The first step in this process (if not already performed) is to convert the PDF into an Acroform, which is Adobe’s fillable PDF standard. With this accomplished, the wizard design tool is used to define a strategy and UI flow for data collection, which may be based on using existing Verifiable Credentials, or soliciting the user directly using our turbo-tax like data collection interface. Using the FHIRBlocks platform, all of this design work results in the creation of a formal specification of the Consent, and how required data may be collected. The formal specification is represented in FHIRBlocks’ grammar for expressing Consents. The new Consent type is then published and made available for use by users accessing our platform over the web or with mobile devices.
Does FHIRBlocks tie consents to a specific use case of health data?
Strictly speaking, the creation of a Consent template is controlled by the party responsible for defining and implementing Consent policy. While in theory it’s possible to create a Consent template that calls for unlimited use of data, it’s more common, in our experience, that the Consent would contain language that set forth the specific intended use and limitations of data use. The ability of the FHIRBlocks platform to define these scope and limitations is inherent in the platform.
How does FHIRBlocks support analytics of consent types, to assess whether new use cases are covered with existing consents, or new consents may be required?
FHIRBlocks maintains versioned access of various Consent templates. This capability allows compliance offers, as an example, to review templates and provide the required assessment. In cases where current templates do not provide adequate coverage for a new contemplated use case, a new derivative template can be created and put into service.
Does FHIRBlocks support existing workflow systems?
Yes. FHIRBlocks grammar for expressing Consents includes specification of key trigger events (a Consent enforcement event, a Consent revocation event, etc). These events can then create “triggers” in current generation workflow platforms, including Microsoft Dynamics.
Does FHIRBlocks support writability into FHIR based EHRs, to create Consent and Provenance resources?
Yes. FHIRBlocks provides integration into FHIR servers such that a reference to a digital Consent can be made within the FHIR repository using Consent and Provenance resources.
How does FHIRBlocks support anonymization of patient data?
In certain use cases, a patient may elect to contribute their health data to some project that seeks to improve care by analysis of “anonymized” data (patient identifying information such as name, address has been redacted).
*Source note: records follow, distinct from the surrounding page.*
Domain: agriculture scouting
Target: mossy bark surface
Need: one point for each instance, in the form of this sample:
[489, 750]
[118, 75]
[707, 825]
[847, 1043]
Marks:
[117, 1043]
In these cases, FHIRBlocks manages the creation of the Consent template, the collection of patient Consent, and the lifecycle management of granted Consents. In cases where a patient withdraws Consent (if allowed), then FHIRBlocks provides an “event” to the analytics application, allowing patient data to be removed from consideration.
Does FHIRBlocks support the provenance of medical devices?
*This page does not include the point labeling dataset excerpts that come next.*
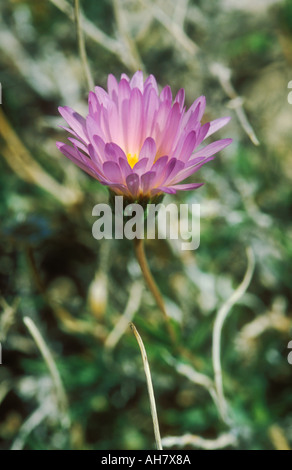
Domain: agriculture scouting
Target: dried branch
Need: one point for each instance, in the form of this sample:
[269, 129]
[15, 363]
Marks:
[224, 440]
[82, 49]
[149, 386]
[132, 307]
[217, 331]
[48, 358]
[224, 76]
[24, 165]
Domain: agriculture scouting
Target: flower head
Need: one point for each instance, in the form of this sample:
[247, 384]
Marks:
[139, 142]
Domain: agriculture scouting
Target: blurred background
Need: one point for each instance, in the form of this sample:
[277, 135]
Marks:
[81, 293]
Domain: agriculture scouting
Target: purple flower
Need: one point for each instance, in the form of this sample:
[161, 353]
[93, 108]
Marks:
[140, 142]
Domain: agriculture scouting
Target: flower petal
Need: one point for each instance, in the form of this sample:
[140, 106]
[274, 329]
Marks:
[133, 184]
[112, 172]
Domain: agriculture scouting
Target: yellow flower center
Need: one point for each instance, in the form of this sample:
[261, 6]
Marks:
[132, 159]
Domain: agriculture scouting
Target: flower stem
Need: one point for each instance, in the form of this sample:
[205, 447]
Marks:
[149, 386]
[150, 282]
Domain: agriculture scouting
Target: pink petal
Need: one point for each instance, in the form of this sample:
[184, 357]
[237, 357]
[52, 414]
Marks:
[147, 180]
[140, 166]
[180, 98]
[137, 81]
[133, 184]
[112, 172]
[213, 148]
[148, 151]
[151, 80]
[78, 144]
[134, 122]
[186, 187]
[112, 86]
[125, 168]
[188, 147]
[114, 152]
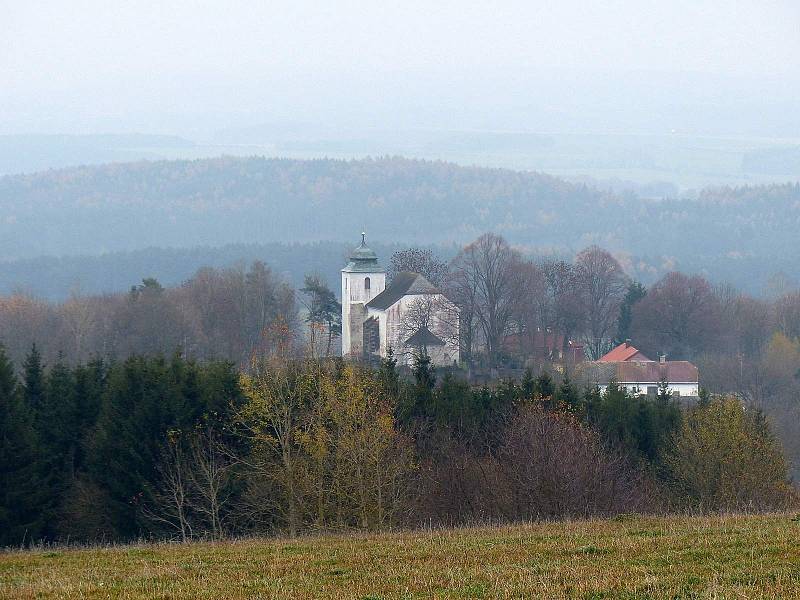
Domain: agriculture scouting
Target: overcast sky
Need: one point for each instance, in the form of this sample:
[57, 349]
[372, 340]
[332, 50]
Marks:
[175, 66]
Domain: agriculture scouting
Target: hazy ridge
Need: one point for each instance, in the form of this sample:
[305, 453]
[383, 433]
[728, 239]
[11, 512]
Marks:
[741, 235]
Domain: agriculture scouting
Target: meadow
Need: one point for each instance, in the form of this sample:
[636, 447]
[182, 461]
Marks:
[628, 557]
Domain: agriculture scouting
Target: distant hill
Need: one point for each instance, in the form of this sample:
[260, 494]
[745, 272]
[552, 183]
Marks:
[31, 153]
[218, 202]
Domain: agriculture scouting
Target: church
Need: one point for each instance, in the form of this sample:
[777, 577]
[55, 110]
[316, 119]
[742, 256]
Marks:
[410, 316]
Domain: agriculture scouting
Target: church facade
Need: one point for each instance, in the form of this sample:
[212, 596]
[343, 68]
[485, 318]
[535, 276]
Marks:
[409, 316]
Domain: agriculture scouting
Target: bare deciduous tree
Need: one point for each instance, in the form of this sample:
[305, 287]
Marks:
[487, 274]
[602, 284]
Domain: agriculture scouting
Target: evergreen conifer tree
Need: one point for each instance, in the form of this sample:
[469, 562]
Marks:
[19, 483]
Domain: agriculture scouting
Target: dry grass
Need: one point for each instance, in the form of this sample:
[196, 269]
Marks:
[635, 557]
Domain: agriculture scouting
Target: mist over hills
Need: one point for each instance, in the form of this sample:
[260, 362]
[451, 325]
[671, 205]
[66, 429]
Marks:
[250, 205]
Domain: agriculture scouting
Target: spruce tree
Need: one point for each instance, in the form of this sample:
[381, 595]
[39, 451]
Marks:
[19, 482]
[567, 394]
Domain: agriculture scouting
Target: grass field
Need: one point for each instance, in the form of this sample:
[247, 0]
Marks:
[630, 557]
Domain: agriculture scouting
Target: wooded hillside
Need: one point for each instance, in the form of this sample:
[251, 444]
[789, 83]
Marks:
[91, 210]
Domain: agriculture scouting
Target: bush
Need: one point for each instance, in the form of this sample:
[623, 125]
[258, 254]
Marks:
[726, 458]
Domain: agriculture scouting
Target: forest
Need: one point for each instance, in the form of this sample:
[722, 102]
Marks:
[128, 207]
[219, 408]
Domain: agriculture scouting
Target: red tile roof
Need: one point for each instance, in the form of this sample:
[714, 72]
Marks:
[673, 371]
[624, 352]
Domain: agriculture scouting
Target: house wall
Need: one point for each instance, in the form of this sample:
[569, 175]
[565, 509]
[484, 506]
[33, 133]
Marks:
[690, 389]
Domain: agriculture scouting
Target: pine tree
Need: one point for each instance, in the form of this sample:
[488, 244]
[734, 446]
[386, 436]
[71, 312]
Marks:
[567, 394]
[543, 386]
[528, 384]
[33, 384]
[59, 435]
[19, 483]
[636, 291]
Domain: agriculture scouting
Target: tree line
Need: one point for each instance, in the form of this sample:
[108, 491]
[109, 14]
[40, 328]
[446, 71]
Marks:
[169, 448]
[219, 408]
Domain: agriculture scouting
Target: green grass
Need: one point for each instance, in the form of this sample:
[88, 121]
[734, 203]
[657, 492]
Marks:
[631, 557]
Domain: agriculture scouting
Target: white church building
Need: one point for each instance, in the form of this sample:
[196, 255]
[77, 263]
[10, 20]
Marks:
[410, 316]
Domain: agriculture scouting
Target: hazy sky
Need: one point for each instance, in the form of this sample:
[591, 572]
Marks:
[87, 66]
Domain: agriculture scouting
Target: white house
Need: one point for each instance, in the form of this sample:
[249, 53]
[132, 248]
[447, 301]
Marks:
[409, 316]
[631, 369]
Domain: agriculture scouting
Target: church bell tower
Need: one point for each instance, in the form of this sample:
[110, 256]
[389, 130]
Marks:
[362, 279]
Yes. Medical devices can maintain their own unique digital identity. Consequently, various certification processes can be created and managed that require devices to be calibrated/assigned, and then provenance can be established and tracked through the devices’ lifecycle.
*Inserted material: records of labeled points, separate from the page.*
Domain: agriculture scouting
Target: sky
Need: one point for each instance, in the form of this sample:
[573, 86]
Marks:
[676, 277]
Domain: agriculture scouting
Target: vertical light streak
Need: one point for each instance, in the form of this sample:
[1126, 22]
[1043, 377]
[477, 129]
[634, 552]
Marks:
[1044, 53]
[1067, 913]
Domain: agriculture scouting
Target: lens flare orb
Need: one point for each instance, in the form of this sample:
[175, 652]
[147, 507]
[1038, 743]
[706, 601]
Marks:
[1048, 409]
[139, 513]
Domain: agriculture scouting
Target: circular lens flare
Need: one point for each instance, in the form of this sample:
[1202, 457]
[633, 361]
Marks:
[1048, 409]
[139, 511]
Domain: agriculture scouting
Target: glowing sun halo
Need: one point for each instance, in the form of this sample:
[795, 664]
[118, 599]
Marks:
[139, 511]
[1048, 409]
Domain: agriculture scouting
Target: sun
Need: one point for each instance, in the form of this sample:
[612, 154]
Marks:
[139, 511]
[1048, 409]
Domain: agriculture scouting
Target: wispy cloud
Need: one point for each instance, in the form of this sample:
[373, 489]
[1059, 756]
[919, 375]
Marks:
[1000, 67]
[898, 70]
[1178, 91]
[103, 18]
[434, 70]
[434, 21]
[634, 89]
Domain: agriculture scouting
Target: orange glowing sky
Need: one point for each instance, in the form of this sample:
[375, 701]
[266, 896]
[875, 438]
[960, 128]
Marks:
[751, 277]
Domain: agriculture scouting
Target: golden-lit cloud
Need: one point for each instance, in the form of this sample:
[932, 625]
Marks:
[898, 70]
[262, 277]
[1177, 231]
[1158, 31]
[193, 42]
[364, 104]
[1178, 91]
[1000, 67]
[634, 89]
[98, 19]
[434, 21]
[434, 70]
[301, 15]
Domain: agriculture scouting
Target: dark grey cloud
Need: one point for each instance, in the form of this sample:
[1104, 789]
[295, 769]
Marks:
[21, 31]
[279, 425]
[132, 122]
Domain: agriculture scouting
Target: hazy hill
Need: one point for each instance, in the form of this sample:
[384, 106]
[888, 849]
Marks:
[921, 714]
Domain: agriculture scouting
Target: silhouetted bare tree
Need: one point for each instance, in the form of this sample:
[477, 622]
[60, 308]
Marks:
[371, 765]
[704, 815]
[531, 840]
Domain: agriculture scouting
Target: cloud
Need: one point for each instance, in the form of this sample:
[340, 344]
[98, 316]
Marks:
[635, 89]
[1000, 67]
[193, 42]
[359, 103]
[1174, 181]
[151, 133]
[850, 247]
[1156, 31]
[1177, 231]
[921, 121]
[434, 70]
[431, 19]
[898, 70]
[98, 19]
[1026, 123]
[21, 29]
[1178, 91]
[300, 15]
Does FHIRBlocks support authorized third parties to access health data?
Yes. A third party can create their own digital identity. With that identity in hand, a data owner can then provide that third party Consented access as otherwise described herein. When needed, that third party can then request access to the data, and provide the signed digital Consent to the resource server. The resource server validates the authenticity of the request, and fulfills the request as determined by the policy inherent in the Consent.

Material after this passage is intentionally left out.